At Agroscope, the ‘Swiss centre of excellence for agricultural research’, in Nyon, Switzerland, agriculture scientists fly a drone to study nitrogen level in leaves, not for a farm as a whole, but for each individual plant. The drone takes a large number of images, which when fed into a computer model with data on soil condition, weather, time of the year and other information helps analyse which plants are deficient in nitrogen, enabling farmers to add corrective fertilizer only where necessary. Sensefly, a Swiss drone manufacturer, has customers around the world whose use of drones has resulted in higher yield (more than 10% in observed case studies) and significantly lower usage of fertilizers and herbicides.

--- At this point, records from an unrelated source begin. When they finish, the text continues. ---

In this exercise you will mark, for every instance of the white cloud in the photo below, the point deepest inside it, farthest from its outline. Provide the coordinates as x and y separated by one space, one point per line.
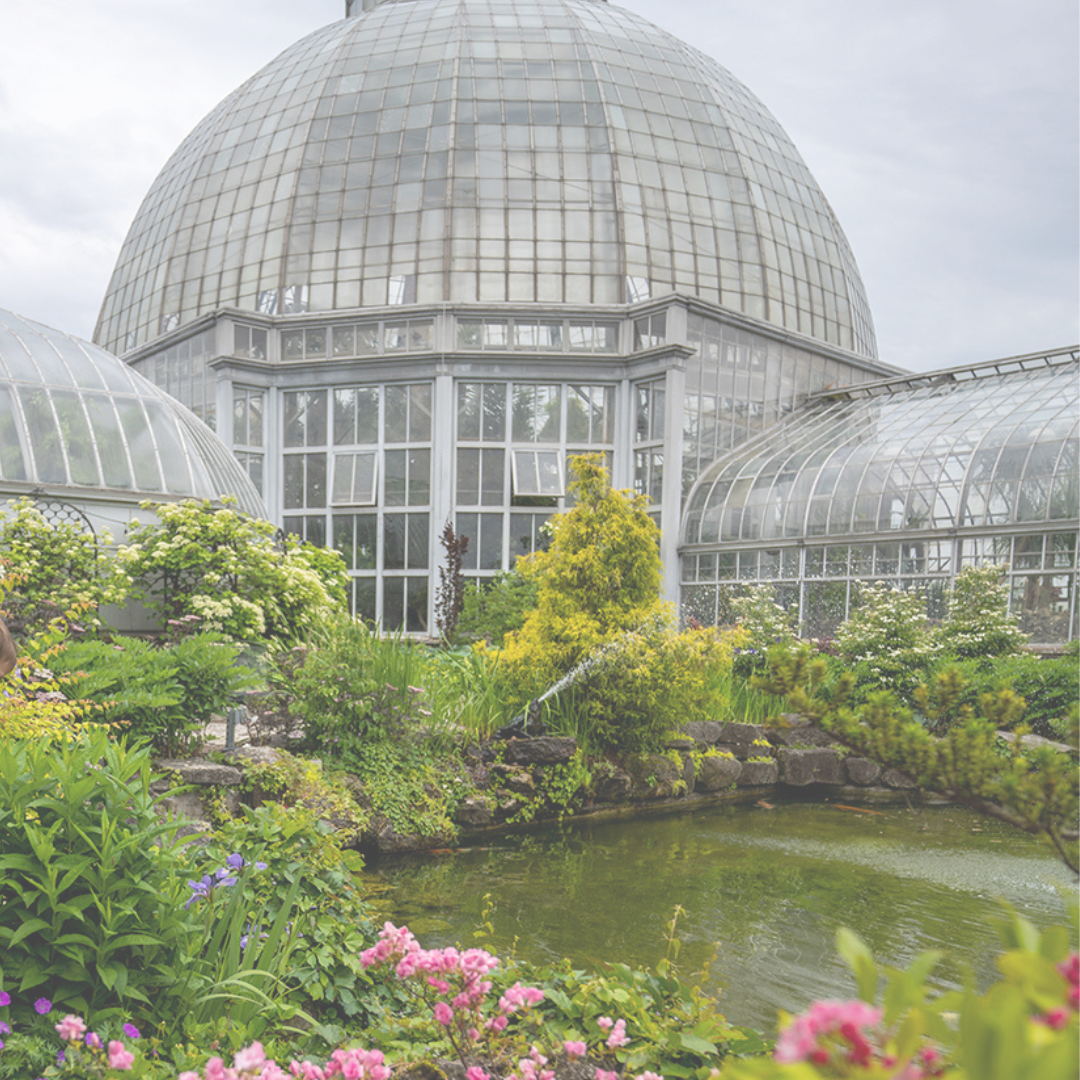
944 135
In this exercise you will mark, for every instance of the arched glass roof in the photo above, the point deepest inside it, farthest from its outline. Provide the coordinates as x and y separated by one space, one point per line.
487 150
928 453
73 416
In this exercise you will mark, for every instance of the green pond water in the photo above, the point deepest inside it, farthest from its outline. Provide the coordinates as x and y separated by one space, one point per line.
764 889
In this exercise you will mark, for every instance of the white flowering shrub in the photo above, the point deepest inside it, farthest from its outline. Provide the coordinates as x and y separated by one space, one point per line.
226 569
887 639
979 623
765 624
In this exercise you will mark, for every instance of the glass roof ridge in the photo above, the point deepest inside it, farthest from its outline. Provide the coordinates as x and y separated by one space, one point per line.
1027 362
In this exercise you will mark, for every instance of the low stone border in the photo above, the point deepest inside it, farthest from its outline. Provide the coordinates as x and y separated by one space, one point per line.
709 764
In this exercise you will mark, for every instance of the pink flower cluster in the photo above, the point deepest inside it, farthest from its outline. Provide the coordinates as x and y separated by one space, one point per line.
73 1028
457 976
801 1040
253 1064
617 1028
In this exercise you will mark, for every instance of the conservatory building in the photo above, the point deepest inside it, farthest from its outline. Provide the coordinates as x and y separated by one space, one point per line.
435 250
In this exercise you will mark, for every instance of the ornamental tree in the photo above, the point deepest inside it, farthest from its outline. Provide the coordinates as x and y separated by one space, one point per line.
599 578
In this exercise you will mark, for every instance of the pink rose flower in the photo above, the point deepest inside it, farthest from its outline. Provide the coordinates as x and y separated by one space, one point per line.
618 1036
119 1056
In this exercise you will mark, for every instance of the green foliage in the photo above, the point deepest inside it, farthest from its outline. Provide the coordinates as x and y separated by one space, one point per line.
674 1027
887 639
1050 687
161 693
412 784
58 568
299 783
35 701
1022 1028
1034 788
90 899
764 624
305 854
490 611
979 623
225 568
561 790
599 578
353 684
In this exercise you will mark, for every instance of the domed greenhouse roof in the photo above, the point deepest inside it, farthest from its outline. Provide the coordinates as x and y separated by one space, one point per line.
487 150
75 418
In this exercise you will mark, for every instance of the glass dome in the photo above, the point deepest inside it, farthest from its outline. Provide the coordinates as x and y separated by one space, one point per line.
73 417
523 151
942 454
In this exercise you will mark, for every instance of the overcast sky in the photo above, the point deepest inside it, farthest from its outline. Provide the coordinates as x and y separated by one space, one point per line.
943 132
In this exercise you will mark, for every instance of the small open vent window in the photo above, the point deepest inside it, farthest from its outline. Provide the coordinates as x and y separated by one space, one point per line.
538 472
355 476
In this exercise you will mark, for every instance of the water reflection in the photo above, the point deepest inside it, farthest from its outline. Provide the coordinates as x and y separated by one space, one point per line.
766 889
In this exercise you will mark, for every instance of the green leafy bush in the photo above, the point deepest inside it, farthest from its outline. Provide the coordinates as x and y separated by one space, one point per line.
887 640
302 852
353 684
161 693
227 569
59 567
414 785
91 900
494 609
634 691
1050 687
599 578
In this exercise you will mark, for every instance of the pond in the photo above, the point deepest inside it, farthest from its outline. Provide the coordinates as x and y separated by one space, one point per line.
764 889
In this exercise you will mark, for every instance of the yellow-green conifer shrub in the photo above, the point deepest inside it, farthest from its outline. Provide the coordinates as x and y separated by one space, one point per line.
599 578
650 683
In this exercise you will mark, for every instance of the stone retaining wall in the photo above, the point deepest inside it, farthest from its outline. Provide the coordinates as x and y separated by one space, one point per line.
709 764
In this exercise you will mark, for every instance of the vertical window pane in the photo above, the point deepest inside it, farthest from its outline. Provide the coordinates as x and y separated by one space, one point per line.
419 414
345 417
394 483
491 493
396 414
418 541
468 481
393 542
419 477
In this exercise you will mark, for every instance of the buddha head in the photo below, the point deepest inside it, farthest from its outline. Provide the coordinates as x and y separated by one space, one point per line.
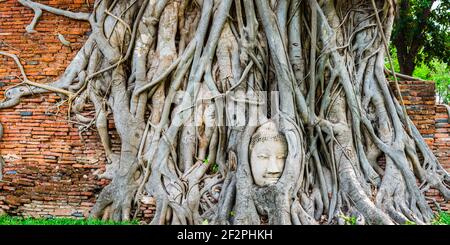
268 151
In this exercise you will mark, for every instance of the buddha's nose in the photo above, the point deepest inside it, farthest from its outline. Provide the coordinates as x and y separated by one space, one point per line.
273 168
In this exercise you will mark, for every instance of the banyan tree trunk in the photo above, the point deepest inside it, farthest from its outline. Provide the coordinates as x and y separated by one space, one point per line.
189 82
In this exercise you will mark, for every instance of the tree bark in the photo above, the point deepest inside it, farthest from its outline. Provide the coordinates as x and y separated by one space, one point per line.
184 81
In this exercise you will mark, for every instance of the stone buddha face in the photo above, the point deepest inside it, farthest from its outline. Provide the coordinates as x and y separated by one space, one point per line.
268 151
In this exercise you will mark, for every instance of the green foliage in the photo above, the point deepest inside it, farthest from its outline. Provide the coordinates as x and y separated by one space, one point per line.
422 27
443 218
9 220
436 70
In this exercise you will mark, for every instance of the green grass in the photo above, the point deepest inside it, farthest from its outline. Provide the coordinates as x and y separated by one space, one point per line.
9 220
443 218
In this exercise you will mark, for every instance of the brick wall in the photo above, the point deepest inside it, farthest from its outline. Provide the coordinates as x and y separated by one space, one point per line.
432 122
49 163
49 167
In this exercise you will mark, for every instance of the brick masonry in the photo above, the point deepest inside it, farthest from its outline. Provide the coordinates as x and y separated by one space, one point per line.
50 163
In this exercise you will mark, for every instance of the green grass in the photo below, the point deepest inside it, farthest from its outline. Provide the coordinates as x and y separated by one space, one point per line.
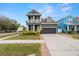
19 49
25 37
75 36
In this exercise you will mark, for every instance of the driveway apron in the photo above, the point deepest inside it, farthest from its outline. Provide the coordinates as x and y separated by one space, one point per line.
59 45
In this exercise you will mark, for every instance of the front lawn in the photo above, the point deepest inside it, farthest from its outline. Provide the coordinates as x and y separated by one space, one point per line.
75 36
25 37
19 49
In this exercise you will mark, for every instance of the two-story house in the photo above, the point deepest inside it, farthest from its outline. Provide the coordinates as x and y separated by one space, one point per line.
37 23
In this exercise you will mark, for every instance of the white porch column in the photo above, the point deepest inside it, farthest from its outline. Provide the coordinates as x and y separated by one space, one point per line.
75 28
33 18
33 27
67 27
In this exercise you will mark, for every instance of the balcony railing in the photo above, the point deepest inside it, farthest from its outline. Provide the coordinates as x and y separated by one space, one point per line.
34 21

For a country with a population of over eight million, Switzerland has an enormous number of people interested in flying drones and developing drone-based applications. Simon Johnson, the Vice-President of the Drone Industry Association Switzerland, envisions the use of drones in public transport in the not too distant future, as well as setting up drone hubs — mini airports, where drones carrying people and cargo can congregate.
While the rest of the world has been soaring ahead in making the futuristic promise of unmanned flying vehicles a more immediate reality, India has largely been dragging its feet. Up until the end of August, flying a drone was mostly illegal here. With the publication of the drone regulations in late August, the Ministry of Civil Aviation has attempted to give some structure to the development of drone infrastructure in India. While announcing the publication of these guidelines, Civil Aviation Minister Suresh Prabhu made two points, the contradictions of which also highlight India’s lack of clarity on what it should do with drones. For one, he estimated the potential of the “drone market” in India to be $1 trillion. And in the next breath he said India’s security environment necessitated extra precautions.
It is with such a heavy eye on the precautions that the regulations have been drafted, that flying a drone is a task wrapped tightly in immense paperwork. The abbreviations themselves are more than a page long. India’s regulations separate drones into five categories — nano, micro, small, medium and large. There is very little regulation for flying a nano up to 50 metres height, except for not flying near airports, military sites or in segregated airspace.
The paranoia kicks in from the micro category, starting with the application for a unique identification number (UIN) for each drone, with a long list of documentation including security clearances from the Ministry of Home Affairs (MHA) in several cases. Once the UIN is obtained, operators get to move to the next step — of having to apply for an Unmanned Aircraft Operator Permit (UAOP), implying more forms, more annexures and more submissions. Even to fly a micro drone below 200 ft, users have to intimate the local police station 24 hours prior. (One application requires that it be submitted with seven copies.)
Manufacturers of drones as well as technologists and researchers making applications using drones have to test fly these frequently, often several times a day. The structure of these regulations makes the possibility of a red tape-free flight very slim.
With so many government authorities involved in allowing permission and keeping an eye, it is inevitable that operators could be slapped easily with real and perceived violations. In an effort to make things slightly easy, the regulation provides a a list of identified areas for testing and demonstration. Flying drones in these areas comes with less paperwork. However, the locations provided are so far from technology and development hubs that it is unclear how practical these will be. In Karnataka, for example, the identified areas are Chitradurga, Coorg and Ganimangala village (which does not even appear on Google maps), all of which are around 200 km from Bengaluru entailing nearly four hours of travel one way.
The security and privacy risks of allowing drones to fly in an unregulated manner are high. It may be recalled that in August, a drone was used in an attack on Venezuelan President Nicolás Maduro during a public meeting. However, if India is to reach even the fraction of the $1 trillion potential that Mr. Prabhu sees, it needs to figure out a more balanced manner of regulation. The current rules are a start, but only in the sense that they free all drones from their previous illegality. The real impact of drones will be in the many applications they will be put to. Agriculture is just one such. They are likely to be the disaster prevention systems, rescue operation leaders, and even public transport providers in the not too distant future. Missing out on working on these applications early enough will likely have serious repercussions to India’s future competitiveness in the field.
China’s drone economy — manufacturing and development — will be worth $9 billion in 2020, while the U.S’s commercial drone market is expected to be $2.05 billion by 2023 (Global Market Insights). For India to compete against these giants, it already has a lot of catching up to do. Filing a series of applications in multiple copies and waiting for various government departments to respond is not the best way to get started.